Tiny stowaways — disease-carrying ticks — can be hidden beneath the armoured scales of pangolins, the world’s most illegally trafficked mammals.
Tiny stowaways — disease-carrying ticks — can be hidden beneath the armoured scales of pangolins, the world’s most illegally trafficked mammals.
These ectoparasitic hitchhikers can transmit infectious agents to humans, livestock and wildlife during the illegal trade and rehabilitation of pangolins, said Zwannda Nethavhani, a postdoctoral fellow at the department of environmental, water and earth sciences at Tshwane University of Technology.
On the sidelines of last week’s 14th Oppenheimer Research Conference, which brought together researchers, policymakers and conservation leaders to advance African-led solutions for biodiversity and climate challenges, she detailed how the transcontinental movement of pangolins and their scales poses spill-over risks to humans and animals.
“They are the world’s most trafficked mammals,” Nethavhani told the Mail & Guardian. “We’ve been tracking that and now we are worried about what they are carrying under their scales — is whatever they’re carrying a threat to the receiving country or where they originated from?”

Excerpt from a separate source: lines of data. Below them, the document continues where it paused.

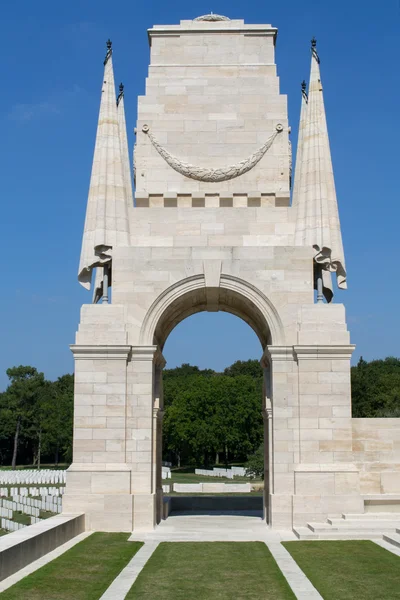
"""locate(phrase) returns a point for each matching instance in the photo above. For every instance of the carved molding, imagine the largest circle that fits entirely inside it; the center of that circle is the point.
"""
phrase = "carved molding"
(211, 17)
(212, 175)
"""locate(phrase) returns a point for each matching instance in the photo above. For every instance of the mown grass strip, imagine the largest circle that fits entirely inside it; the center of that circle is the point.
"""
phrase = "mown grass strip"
(348, 570)
(83, 573)
(211, 570)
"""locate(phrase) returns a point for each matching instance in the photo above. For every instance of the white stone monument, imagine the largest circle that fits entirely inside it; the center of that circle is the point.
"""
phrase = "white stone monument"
(212, 228)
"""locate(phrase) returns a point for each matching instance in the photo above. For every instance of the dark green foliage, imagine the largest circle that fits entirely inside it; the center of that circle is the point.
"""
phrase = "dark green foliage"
(209, 418)
(255, 463)
(252, 368)
(36, 418)
(376, 388)
(208, 415)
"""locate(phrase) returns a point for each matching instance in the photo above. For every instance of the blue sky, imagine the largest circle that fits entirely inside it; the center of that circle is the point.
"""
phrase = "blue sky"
(52, 55)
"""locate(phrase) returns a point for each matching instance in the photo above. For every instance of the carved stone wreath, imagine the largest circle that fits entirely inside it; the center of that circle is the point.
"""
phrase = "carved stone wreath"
(211, 17)
(212, 175)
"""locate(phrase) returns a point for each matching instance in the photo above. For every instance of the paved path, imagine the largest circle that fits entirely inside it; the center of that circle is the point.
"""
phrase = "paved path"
(302, 587)
(388, 546)
(123, 583)
(206, 528)
(40, 562)
(232, 528)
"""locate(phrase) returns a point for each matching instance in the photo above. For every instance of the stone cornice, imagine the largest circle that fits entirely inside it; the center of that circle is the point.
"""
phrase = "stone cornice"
(324, 352)
(143, 352)
(279, 353)
(100, 352)
(177, 30)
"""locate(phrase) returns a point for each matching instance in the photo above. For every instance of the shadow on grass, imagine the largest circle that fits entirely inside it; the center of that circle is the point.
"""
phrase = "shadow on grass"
(83, 573)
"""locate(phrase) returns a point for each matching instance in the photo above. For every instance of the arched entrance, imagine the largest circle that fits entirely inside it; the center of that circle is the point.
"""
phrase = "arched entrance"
(186, 298)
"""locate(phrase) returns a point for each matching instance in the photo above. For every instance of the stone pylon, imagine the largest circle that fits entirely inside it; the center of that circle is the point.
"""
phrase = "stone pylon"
(110, 191)
(212, 229)
(314, 195)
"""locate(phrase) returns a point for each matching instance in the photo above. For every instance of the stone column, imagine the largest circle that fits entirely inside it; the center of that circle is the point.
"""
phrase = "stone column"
(326, 478)
(99, 480)
(142, 432)
(284, 434)
(158, 413)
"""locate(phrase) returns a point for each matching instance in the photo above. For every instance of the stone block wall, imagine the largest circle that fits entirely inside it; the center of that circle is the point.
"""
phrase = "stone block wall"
(212, 100)
(376, 453)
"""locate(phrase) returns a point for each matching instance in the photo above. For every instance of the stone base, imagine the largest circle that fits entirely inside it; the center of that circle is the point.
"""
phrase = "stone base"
(103, 493)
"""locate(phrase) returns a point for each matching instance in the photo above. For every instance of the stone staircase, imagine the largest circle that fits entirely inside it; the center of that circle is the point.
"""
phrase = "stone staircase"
(363, 526)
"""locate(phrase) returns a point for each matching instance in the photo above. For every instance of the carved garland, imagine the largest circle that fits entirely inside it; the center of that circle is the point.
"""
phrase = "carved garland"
(212, 175)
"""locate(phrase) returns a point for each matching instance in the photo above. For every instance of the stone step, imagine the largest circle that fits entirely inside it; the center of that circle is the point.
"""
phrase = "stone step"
(385, 524)
(304, 533)
(393, 538)
(369, 516)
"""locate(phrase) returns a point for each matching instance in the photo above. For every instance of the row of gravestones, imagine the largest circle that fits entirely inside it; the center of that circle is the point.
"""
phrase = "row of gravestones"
(32, 476)
(11, 525)
(31, 506)
(6, 512)
(217, 472)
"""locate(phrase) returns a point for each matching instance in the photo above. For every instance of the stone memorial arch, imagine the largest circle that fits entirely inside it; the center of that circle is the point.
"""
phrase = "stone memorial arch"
(212, 227)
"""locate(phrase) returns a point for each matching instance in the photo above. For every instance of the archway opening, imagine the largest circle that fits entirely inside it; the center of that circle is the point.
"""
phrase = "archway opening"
(215, 418)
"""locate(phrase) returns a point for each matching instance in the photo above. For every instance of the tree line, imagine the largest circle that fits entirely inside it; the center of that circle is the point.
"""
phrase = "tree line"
(209, 417)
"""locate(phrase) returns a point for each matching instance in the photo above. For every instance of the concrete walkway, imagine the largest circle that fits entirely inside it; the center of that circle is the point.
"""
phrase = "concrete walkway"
(123, 583)
(40, 562)
(215, 528)
(231, 528)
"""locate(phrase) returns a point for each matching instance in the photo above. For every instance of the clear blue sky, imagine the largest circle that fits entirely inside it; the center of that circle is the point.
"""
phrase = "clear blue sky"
(52, 55)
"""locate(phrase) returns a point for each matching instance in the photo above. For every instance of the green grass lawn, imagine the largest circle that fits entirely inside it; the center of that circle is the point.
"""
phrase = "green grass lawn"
(349, 570)
(82, 573)
(180, 477)
(46, 514)
(211, 571)
(20, 517)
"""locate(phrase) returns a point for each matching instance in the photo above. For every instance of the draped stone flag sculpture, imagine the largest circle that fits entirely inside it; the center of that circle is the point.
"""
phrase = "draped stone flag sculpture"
(212, 227)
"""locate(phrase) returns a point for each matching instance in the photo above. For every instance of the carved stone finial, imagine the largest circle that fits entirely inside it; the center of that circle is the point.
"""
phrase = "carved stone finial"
(211, 17)
(121, 92)
(109, 51)
(304, 90)
(314, 49)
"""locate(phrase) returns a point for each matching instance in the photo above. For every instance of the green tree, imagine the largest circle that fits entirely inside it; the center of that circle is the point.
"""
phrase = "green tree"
(255, 463)
(21, 396)
(251, 367)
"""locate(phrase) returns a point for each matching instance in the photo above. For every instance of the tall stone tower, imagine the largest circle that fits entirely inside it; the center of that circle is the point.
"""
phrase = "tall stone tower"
(211, 228)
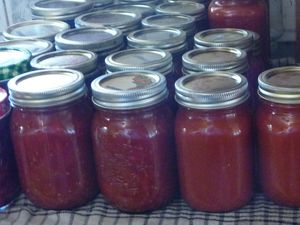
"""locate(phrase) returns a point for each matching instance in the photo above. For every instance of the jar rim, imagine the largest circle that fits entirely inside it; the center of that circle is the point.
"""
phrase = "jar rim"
(109, 93)
(280, 85)
(211, 90)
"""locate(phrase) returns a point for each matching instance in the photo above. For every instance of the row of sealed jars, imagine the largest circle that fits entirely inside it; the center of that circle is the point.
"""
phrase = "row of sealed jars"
(136, 152)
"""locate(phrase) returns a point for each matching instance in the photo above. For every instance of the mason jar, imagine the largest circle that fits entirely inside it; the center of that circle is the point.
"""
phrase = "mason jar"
(35, 29)
(278, 130)
(80, 60)
(215, 59)
(133, 140)
(10, 187)
(143, 9)
(168, 39)
(184, 22)
(103, 41)
(50, 128)
(63, 10)
(34, 46)
(236, 38)
(13, 62)
(145, 59)
(124, 20)
(214, 141)
(194, 9)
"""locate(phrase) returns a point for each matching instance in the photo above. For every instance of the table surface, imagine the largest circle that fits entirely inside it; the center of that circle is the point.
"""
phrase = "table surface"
(258, 211)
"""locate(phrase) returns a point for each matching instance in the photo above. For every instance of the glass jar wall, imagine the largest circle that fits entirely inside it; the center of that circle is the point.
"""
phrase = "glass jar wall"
(50, 128)
(133, 140)
(214, 141)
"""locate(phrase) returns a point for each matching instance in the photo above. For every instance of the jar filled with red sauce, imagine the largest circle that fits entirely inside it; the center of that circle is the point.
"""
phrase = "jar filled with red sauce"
(9, 182)
(50, 128)
(168, 39)
(278, 127)
(145, 59)
(214, 141)
(243, 14)
(133, 140)
(236, 38)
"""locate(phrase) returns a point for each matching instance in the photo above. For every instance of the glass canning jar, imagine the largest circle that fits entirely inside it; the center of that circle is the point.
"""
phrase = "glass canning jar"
(9, 182)
(133, 140)
(236, 38)
(103, 41)
(124, 20)
(143, 9)
(50, 129)
(184, 22)
(168, 39)
(278, 131)
(215, 59)
(35, 29)
(243, 14)
(194, 9)
(214, 141)
(63, 10)
(145, 59)
(80, 60)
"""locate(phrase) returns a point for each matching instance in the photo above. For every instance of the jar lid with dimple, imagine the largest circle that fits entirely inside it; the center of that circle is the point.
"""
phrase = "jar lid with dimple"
(41, 29)
(46, 88)
(194, 9)
(280, 85)
(126, 21)
(93, 39)
(59, 7)
(215, 59)
(211, 90)
(183, 22)
(151, 2)
(81, 60)
(143, 9)
(4, 105)
(140, 59)
(35, 46)
(169, 39)
(224, 37)
(13, 62)
(129, 90)
(101, 4)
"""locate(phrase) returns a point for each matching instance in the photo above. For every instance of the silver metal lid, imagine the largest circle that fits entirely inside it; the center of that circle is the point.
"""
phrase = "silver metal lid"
(81, 60)
(183, 22)
(280, 85)
(35, 29)
(194, 9)
(215, 59)
(101, 4)
(211, 90)
(126, 21)
(150, 2)
(101, 40)
(169, 39)
(129, 90)
(140, 59)
(46, 88)
(224, 37)
(59, 7)
(35, 46)
(143, 9)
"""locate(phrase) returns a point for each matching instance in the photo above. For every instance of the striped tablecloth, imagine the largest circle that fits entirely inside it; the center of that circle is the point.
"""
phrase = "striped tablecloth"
(259, 211)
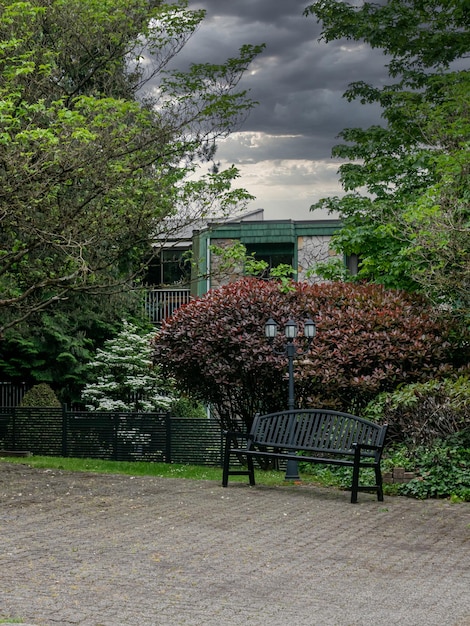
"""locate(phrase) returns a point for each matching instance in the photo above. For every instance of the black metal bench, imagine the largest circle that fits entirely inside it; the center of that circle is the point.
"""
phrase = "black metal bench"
(320, 435)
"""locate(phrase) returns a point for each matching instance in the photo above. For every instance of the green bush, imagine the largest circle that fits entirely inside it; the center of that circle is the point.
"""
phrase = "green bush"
(40, 396)
(421, 413)
(443, 470)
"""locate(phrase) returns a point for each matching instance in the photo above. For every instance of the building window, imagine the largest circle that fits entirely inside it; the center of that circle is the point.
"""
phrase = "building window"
(273, 253)
(171, 267)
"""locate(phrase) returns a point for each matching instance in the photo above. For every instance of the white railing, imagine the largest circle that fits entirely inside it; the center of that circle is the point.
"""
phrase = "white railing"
(161, 303)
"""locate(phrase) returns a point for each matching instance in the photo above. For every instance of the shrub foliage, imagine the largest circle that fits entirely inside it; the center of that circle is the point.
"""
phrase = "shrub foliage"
(369, 340)
(422, 413)
(40, 396)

She and her colleagues studied 17 live pangolins confiscated from trafficking networks for rehabilitation and nine bags of seized scales. “So far, what we’ve found are mites and ticks … The tick species are associated with the transmission of different diseases — diseases that are threats to both humans and animals.”
Using morphological and molecular techniques, the researchers collected 275 ticks, identifying five species: Amblyomma compressum, A. hebraeum, Ornithodoros moubata (previously misidentified as O. compactus probably because of misidentification at the nymphal stage), Rhipicephalus theileri and R. simus.
The research found that, notably, ticks from the three identified genera (a taxonomic group covering more than one species) are known vectors of pathogens causing diseases such as heartwater, anaplasmosis, babesiosis, theileriosis, African swine fever and human relapsing fever.
“These diseases attack red and white blood cells,” Nethavhani said, noting that a tick must be carrying a pathogen to transmit it. “The symptoms that you can start getting are maybe animals and animals getting weak, loss of appetite, skin shedding and the worst case scenario is coma, paralysis and death.”
Many of the people involved in harvesting pangolins from the wild are driven by poverty or unemployment, often unaware of the potential health risks the animals pose.
“People are looking at the price — what they get when they traffic these animals … Now we can speak as scientists and publish all these manuscripts but the truth is all this trafficking that is happening, it’s connected to a network of people,” she said.
“People at the base — the community members — are being sent by people at high places so now we’ve been looking into whether they know what they’re doing is wrong. Do they know that these specimens that they are carrying around or trafficking harbour life-threatening specimens?”
The results of the research show that pangolin trafficking must not just be framed as a conservation issue, but as a public health concern.
“If we can’t stop this trade purely for wildlife protection, maybe we can stop it for health. We want people to understand the risks — not just to the pangolins, but to communities and the environment,” Nethavhani said.
She advocates for strengthened health screening of confiscated pangolins before rehabilitation or release; the integration of ectoparasite monitoring into wildlife trade surveillance; enhanced awareness among wildlife officers and vets about zoonotic risks and further research into the pathogens carried by pangolin-associated ticks and mites.